History & Background
Located in the Middle East, Oman, officially known as the Sultanate of Oman, borders Saudi Arabia, Yemen, and the United Arab Emirates. Its bordering waterways include the Arabian Sea, Gulf of Oman, and the Persian Gulf. Oman is 82,030 square miles (1,374 kilometers) large. Its capital and largest city is Muscat.
Oman has a mixture of ethnic groups including people of Arab, Baluchi, South Asian, and African decent. Its official language is Arabic, but English, Indian dialects, Baluchi, and Urdu are spoken as well. Its primary religion is Islam.

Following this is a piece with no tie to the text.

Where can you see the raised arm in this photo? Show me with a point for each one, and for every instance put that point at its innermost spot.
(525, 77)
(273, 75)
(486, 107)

Oman gained its independence during its expulsion of the Portuguese in 1650. Its government is a monarchy, and the legal system is based on a combination of English common law and Islamic law. Although Oman is an independent state under the sultan, it has been under British protection since the early nineteenth century.
Even though it is an active member of the World Trade Organization (WTO), Oman's borders were once sealed to the outside world, with Muscat's gates closing shut at sunset. In 1970, however, things changed drastically; Sultan Qabus bin Said overthrew his father, Sultan Sa'id ibn Timur, as the sultan and began to use money that came from the oil surplus to build schools, houses, roads, and improve the environment. The young sultan also made health and education free.